Por esses acasos que regem a política, sobretudo a brasileira, que se transmuda tão rapidamente como as nuvens como identificou o político mineiro Magalhães Pinto, o ex-presidente Lula foi parar na cadeia devido a uma lei sancionada por seu “poste” Dilma Rousseff, e pode sair apoiado por uma lei editada por seu inimigo cordial Fernando Henrique Cardoso.
Foi durante o primeiro mandato de Dilma, em 2013, que a Lei das Organizações Criminosas instituiu a colaboração premiada, vulgarmente chamada de “delação premiada” entre nós. Instrumento que, utilizado pela força-tarefa da Lava-Jato, permitiu a prisão de políticos e empresários envolvidos num esquema de corrupção organizado pelo PT para financiar suas campanhas políticas e as de partidos aliados.

Lula foi condenado por corrupção no caso do tríplex do Guarujá devido a provas indiciais e testemunhais, entre elas a delação premiada do proprietário da empreiteira OAS, Léo Pinheiro, que confessou ter dado o apartamento ao ex-presidente em troca de favores recebidos.

Já o artigo 283 do Código de Processo Penal que define, na opinião dos contrários à prisão em segunda instância, o trânsito em julgado como uma das maneiras de se levar alguém à prisão, é fruto de uma reforma legal proposta pelo governo Fernando Henrique em 2001, aprovada dez anos depois.

Na gestão do ministro da Justiça José Gregori, sendo advogado-geral da União o hoje ministro do STF Gilmar Mendes, foi criada uma comissão de juristas para elaborar o projeto de lei, apresentado à Câmara dos Deputados baseado em uma explicação técnica das mudanças assinada pelo então presidente Fernando Henrique. Sobre o trânsito em julgado, diz: “Fora do âmbito da prisão cautelar, só é prevista a prisão por força de sentença condenatória definitiva. Com isso, revogam-se as disposições que permitiam a prisão em decorrência de decisão de pronúncia ou de sentença condenatória, objeto de crítica da doutrina porque representava antecipação de pena, ofendendo o princípio constitucional da presunção de inocência (art. 5º, LVII, da Constituição Federal)”.

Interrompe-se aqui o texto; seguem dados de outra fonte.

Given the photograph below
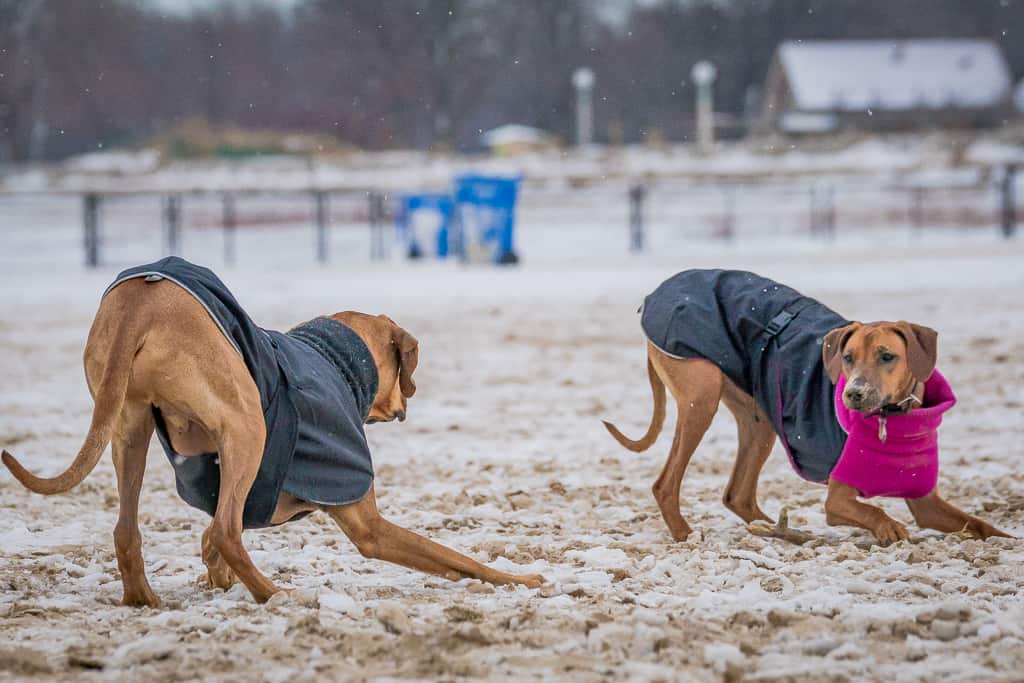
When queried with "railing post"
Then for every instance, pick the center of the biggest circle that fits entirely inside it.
(728, 229)
(637, 194)
(90, 221)
(320, 199)
(1009, 217)
(916, 209)
(172, 224)
(376, 225)
(229, 223)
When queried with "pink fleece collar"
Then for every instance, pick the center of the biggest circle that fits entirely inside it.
(906, 464)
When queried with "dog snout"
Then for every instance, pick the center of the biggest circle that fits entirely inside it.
(859, 395)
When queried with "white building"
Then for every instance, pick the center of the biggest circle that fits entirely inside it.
(820, 86)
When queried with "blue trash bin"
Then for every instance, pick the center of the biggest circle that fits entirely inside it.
(484, 218)
(404, 219)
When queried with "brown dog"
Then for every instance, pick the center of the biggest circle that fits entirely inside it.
(211, 404)
(884, 363)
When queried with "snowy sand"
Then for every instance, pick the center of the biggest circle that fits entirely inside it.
(504, 458)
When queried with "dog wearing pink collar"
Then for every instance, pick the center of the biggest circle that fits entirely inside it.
(773, 357)
(890, 400)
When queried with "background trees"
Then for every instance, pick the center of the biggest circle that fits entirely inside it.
(428, 74)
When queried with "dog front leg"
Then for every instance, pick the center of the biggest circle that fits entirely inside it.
(933, 512)
(379, 539)
(129, 446)
(240, 460)
(843, 509)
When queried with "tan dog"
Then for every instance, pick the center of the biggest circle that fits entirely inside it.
(878, 358)
(211, 404)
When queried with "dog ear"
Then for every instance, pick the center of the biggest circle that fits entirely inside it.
(922, 348)
(409, 355)
(832, 349)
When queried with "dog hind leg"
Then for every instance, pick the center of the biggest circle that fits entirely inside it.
(756, 438)
(218, 573)
(696, 386)
(129, 445)
(934, 512)
(376, 538)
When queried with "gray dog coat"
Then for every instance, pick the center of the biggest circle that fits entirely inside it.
(767, 339)
(316, 384)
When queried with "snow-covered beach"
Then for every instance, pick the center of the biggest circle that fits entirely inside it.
(504, 457)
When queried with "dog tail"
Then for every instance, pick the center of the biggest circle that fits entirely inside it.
(656, 420)
(109, 397)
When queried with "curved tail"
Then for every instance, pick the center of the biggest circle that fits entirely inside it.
(656, 420)
(109, 397)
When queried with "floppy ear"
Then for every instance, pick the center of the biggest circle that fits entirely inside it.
(409, 354)
(922, 348)
(832, 349)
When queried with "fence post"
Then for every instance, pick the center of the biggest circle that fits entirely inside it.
(90, 221)
(320, 199)
(728, 228)
(829, 211)
(1009, 222)
(172, 223)
(376, 225)
(229, 223)
(916, 209)
(637, 195)
(822, 210)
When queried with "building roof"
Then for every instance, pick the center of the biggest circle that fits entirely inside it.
(513, 134)
(895, 75)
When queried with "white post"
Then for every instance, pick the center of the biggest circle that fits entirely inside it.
(704, 74)
(583, 81)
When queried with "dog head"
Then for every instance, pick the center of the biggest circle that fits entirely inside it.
(395, 353)
(882, 361)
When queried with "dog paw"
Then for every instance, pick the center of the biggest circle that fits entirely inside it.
(531, 581)
(890, 530)
(219, 580)
(141, 599)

As ações declaratórias de constitucionalidade 43 e 44 propostas pelo partido PEN e pela OAB pedem que o Supremo declare a constitucionalidade do artigo 283 do Código de Processo Penal, que diz: “Ninguém poderá ser preso senão em flagrante delito ou por ordem escrita e fundamentada da autoridade judiciária competente, em decorrência de sentença condenatória transitada em julgado ou, no curso da investigação ou do processo, em virtude de prisão temporária ou prisão preventiva”.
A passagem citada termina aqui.